John Potvin, PhD
Professor, Art History
Member, Centre for Sensory Studies
Associate Editor, Journal of Design History
Dr John Potvin received his PhD in 2005 from Queen's University and has taught at a number of universities including York University and the University of Toronto and in 2005 was appointed Assistant Professor at the University of Guelph. In 2012, he came to Concordia University as Associate Professor and teaches on the intersections of art, design and fashion. His research largely while not exclusively focuses on the ways the male body, competing masculinities and dissident sexualities are performed, represented, memorialized and perceived through various modern design and material and visual cultures since the late 19th century in Europe and North America. He has published several essays in books and journals including The Journal of Design History, Journal of Interior Design, Senses and Society, Genders, Home Cultures, Visual Culture in Britain and Fashion Theory.

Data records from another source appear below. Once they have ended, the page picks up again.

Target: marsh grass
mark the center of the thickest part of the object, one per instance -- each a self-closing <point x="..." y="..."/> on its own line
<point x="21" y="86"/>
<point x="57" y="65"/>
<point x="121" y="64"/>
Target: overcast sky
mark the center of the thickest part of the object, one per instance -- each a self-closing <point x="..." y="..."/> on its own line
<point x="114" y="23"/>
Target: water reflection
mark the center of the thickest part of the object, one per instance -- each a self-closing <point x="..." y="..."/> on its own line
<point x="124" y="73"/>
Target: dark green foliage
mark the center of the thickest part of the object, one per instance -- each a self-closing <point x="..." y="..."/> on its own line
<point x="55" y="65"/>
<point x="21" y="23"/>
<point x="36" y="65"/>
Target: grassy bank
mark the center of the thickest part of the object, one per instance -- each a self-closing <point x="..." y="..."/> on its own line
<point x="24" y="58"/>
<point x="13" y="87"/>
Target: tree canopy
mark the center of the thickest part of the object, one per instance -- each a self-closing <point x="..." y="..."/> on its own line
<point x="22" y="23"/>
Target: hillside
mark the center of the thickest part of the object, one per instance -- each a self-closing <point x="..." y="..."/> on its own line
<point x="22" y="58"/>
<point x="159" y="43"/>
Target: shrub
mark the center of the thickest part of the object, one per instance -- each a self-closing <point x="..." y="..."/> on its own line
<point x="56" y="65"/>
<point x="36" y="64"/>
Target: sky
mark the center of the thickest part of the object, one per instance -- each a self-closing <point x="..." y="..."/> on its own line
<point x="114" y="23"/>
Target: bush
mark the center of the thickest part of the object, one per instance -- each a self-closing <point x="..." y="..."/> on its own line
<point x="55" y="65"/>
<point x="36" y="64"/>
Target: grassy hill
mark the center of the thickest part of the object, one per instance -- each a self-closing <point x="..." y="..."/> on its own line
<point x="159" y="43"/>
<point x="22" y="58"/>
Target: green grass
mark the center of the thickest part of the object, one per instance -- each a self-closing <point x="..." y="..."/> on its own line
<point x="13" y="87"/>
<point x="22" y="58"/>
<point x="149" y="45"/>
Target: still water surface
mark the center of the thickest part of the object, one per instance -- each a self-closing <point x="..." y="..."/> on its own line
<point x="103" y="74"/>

He is the author of Material and Visual Cultures Beyond Male Bonding (Ashgate 2008), Giorgio Armani: Empire of the Senses (Ashgate 2013) and, more recently, Bachelors of a Different Sort: Queer Aesthetics, Material Culture and the Modern Interior in Britain (Manchester University Press 2014), which won the Historians of British Art Book Prize. 2020 also saw the release of Deco Dandy: Designing Masculinity in 1920s Paris (Manchester UP) which explores the fashion, painting, performance and design cultures of the much-neglected interwar dandy.
In addition to being editor of The Places and Spaces of Fashion (Routledge 2009) and Oriental Interiors: Design, Identity, Space (Bloomsbury 2015) he is also co-editor of both Material Cultures, 1740-1920: The Meanings and Pleasures of Collecting (Ashgate 2009) and Fashion, Interior Design and the Contours of Modern Identity (Ashgate 2010). He serves on the editorial boards of several international peer-reviewed journals and was book review editor for Interiors: Interiors, Design and Architecture (2011-13).
He is currently preparing a manuscript for Manchester UP, The Gender of Interior Design: From Professionalization to Activism, 1969-2019, which is the result of a four-year SSHRC Insight Grant.
Research & Teaching Interests
§ The cultures of modernism in art, design and fashion
§ Sexuality, gender and design
§ Histories and theories of the interior
§ Material and visual cultures of masculinity
§ LGBTQQIP2SAA visual and material practices
§ The design cultures of Orientalism & Primitivism
§ The bodies, space and time of design
§ Fashion, legacy and the spaces of display
§ Fashion and tailoring in the age of globalization
Current Research Directions
The Gender of Interior Design: From Professionalization to Activism, 1869-2019 (forthcoming book with Manchester University Press)
The ‘gay decorator’ is a well-established cultural trope, but where did it come from,and how has this shaped the field of interior design? In both the scholarship to date and popular culture, the ‘gay decorator’ has been both omnipresent and yet oddly invisible, becoming the spectre that haunts the profession in countries like the UK and US. The effects of the stereotype are still tangible in a profession so burdened by shaming that not only is ‘interior designer’ often preferred over ‘decorator’, but the ostensibly more ‘manly’ designation of ‘interior architect’ is advocated, with ‘decoration’ understood to be woman’s work. These associations have not always been the case. In fact, at the end of the nineteenth and early twentieth century, interior decoration and its satellite professions were an honourable trade for men to enter into, to the point whereat times they were at great pains to discourage women – whose endeavours were also shamed and dismissed as having little cultural impact or importance. This book seeks to provide a comparative cultural history of interior design over the period where it became a recognised profession. Covering both the US and the UK as vital but different epicentres of modernity and modernism,both were instrumental in shaping the field. Looking at specific practices and professionalization itself, the book examines gender politics to reveal fascinating complexities and subtleties, identifying gender and shame as longstanding, unresolved issues that underpin an ongoing historiographical neglect.
My interests in supervision cut across a number of areas and fields from the late nineteenth century to the present in both North America and Europe. Topics that are theoretically informed from the following areas are greatly welcomed: theories, cultures, performances and histories of fashion; the visual and material cultures of masculinities; the intersections of queer theory and feminism with visual and material culture; orientalism; interior design, space and identity; and body studies and the senses.